İşleri yetiştirebilmek için sabahın altısında ayağa dikildim, her zamanki gibi.
Villaya gitmeden önce nasıl göründüğüme dair fikir sahibi olabilmek için odamın kenarında duran kare el aynasına baktım. "Berbat görünüyorum" Kömür karası dalgalı saçlarım iyice kabarmış, ortaya berbat bir görüntü koymuşlardı. Göz altlarım bambaşka bir olaydı. Göz altlarım normalde mor veya damarlı değildi, demek istediğim şey bu genetikten gelmiyordu. Uykumu alamadığım için sürekli böyle duruyorlardı.
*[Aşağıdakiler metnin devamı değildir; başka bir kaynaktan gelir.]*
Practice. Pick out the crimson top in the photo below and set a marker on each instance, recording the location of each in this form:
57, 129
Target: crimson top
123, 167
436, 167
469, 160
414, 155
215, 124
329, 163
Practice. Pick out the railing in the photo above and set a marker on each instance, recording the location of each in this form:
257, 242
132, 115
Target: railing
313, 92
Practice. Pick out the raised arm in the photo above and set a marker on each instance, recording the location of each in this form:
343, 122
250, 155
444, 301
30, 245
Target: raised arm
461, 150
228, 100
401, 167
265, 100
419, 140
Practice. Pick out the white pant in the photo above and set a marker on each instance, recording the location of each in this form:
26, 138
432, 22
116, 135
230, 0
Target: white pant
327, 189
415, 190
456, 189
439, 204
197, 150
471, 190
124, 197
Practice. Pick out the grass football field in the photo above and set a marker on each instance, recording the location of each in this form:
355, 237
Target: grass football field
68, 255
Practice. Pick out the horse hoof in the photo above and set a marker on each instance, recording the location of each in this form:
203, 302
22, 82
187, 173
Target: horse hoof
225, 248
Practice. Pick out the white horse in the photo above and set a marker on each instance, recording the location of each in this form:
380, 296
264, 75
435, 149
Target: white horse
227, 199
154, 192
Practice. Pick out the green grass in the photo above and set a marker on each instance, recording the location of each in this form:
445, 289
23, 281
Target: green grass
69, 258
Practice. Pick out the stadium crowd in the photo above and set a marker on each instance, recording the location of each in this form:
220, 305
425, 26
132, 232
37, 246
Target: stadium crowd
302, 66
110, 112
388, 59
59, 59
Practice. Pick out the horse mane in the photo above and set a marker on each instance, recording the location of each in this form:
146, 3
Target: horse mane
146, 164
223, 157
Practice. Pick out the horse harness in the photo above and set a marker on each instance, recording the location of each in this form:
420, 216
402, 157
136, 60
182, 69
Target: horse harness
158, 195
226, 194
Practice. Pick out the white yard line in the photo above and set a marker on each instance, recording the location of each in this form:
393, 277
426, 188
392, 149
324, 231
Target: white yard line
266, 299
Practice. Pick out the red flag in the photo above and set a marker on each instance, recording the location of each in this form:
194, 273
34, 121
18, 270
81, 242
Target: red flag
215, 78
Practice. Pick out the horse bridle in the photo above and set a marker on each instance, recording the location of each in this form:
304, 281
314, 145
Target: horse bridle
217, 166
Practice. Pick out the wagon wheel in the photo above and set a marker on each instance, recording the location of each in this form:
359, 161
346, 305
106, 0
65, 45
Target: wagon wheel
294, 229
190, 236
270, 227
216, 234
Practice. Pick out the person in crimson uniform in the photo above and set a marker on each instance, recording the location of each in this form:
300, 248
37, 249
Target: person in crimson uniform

Saçlarımı biraz taradım önce, at kuyruğu modelini verdikten sonra ufak bir tokayla sabitledim. "Ne yaparsam yapayım berbat görünüyorum zaten de, bari kabarık durmasın"
Odamdan çıktıktan sonra kapının aralığından anneme baktım, sorunsuz bir şekilde uyuyordu.
İnce bir hırkayı üzerime geçirip dış kapıyı kapattım. Sabahın soğuğundan etkilenmemek için büyük adımlar atarak villaya koştum. Anahtarım olduğu için kimseyi uykusundan uyandırmadan sessizce açabilmiştim kapıyı.
Mutfağa girdikten sonra alt çekmecelerin birinden cezve çıkarıp içine bir miktar süt, kahve ve şeker koydum. Hala o kadar uykum vardı ki ara ara gözlerim gidiyordu, bedenim uykuya olan açlığını göstermek için benim enerjisiz bırakmıştı. Bu yüzden kahve içip biraz olsun ayılmaya çalışıyordum.
Cezveyi ateşe koyup beklemeye başladım. Telefonumda duyulmayacak derece kısık bir müzik açmayı da ihmal etmemiştim, iki dakika keyif yapacaktık o da tam olsun değil mi?
Bir süre sonra pişen kahveyi orta boyda bir fincana koyup mutfaktaki masaya geçtim. Yeni gelen gazeteyi elime alıp göz gezdirirken ilgimi çeken kısımları okumaya çalışıyordum.
"Günaydın"
"Günaydın" dedim hafifçe gülümseyerek. Safiye Abla evin bizden başka tek çalışanıydı, onun sayesinde işleri kolayca öğreniyordum. Ellili yaşlarda sevimli, cana yakın bir kadındı.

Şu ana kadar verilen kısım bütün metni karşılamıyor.